PM hails Layton's 'tireless determination'
Tributes and messages of support from Layton's adversaries in the House of Commons began pouring in shortly after his announcement.
The prime minister offered his "heartfelt support" for Layton and his family and wished him a "successful recovery so he can return to his post."
"I salute the courage Mr. Layton continues to show in his fight against cancer, a fight that more and more Canadians are winning," Harper said in a statement.
"We are all heartened by Jack's strength and tireless determination, which with Mr. Layton will never be in short supply."
Layton spoke to both Harper and Quebec Premier Jean Charest after the announcement, NDP spokeswoman Kathleen Monk said.
"The call with the prime minister was very interesting. Very personal. They have known each other for a number of years now … so they were talking about their families and vacation," she told Peter Mansbridge, CBC's chief correspondent.
Monk said Layton got the test results last Wednesday and told top level staff the next day.
Interim Liberal Leader Bob Rae said he was stunned by the news and also wished Layton a speedy and full recovery.
"I think he made the right decision," Rae told CBC News. "He is a great fighter.

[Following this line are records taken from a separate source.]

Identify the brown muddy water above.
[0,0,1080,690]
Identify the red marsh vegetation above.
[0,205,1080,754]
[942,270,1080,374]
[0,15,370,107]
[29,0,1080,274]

I think Canadians admire tremendously his resilience and determination to deal with the prostate cancer. The way he did that very publicly was very courageous."
In a statement, Green Party Leader Elizabeth May also offered her support for Layton.
"From Toronto city council, to heading up the Federation of Canadian Municipalities to leader of the NDP, we have worked together over many years. I join Canadians across Canada who wish him well and pray for his recovery," said May.
Rookie MP tapped for interim leader
Layton did not take questions from reporters, instead leaving NDP president Brian Topp to field queries over what this means for the party as it prepares for its first full session in the House of Commons as the Official Opposition.
Topp said the party would select an interim leader as soon as possible after consulting with caucus Wednesday and bringing recommendations to the party's federal council Thursday morning.
He also defended Layton's recommendation of Turmel over the party's two higher-profile deputy leaders, Thomas Mulcair and Libby Davies, saying it's better not to force the party to choose between the two MPs.
Topp noted that one of Layton's successes as leader has been to build a great team — which includes Turmel, who previously headed the Public Service Alliance of Canada, the country's main union of federal workers, and who defeated Liberal incumbent Marcel Proulx in the last election.
Topp called Turmel "a very high-profile person in Quebec" and said the rest of the country will soon "get to know her well."
Reached by CBC News after Layton's announcement, Turmel said her party's "strong team" will be ready for when Parliament resumes.
"My biggest challenge I have right now is the support I will give to Mr. Layton and for him to focus on his health," she said.
"We have new MPs, that's true, but I've met all of them. They're great people and I know they will do everything they have to do to make sure that we prepare for the fall session."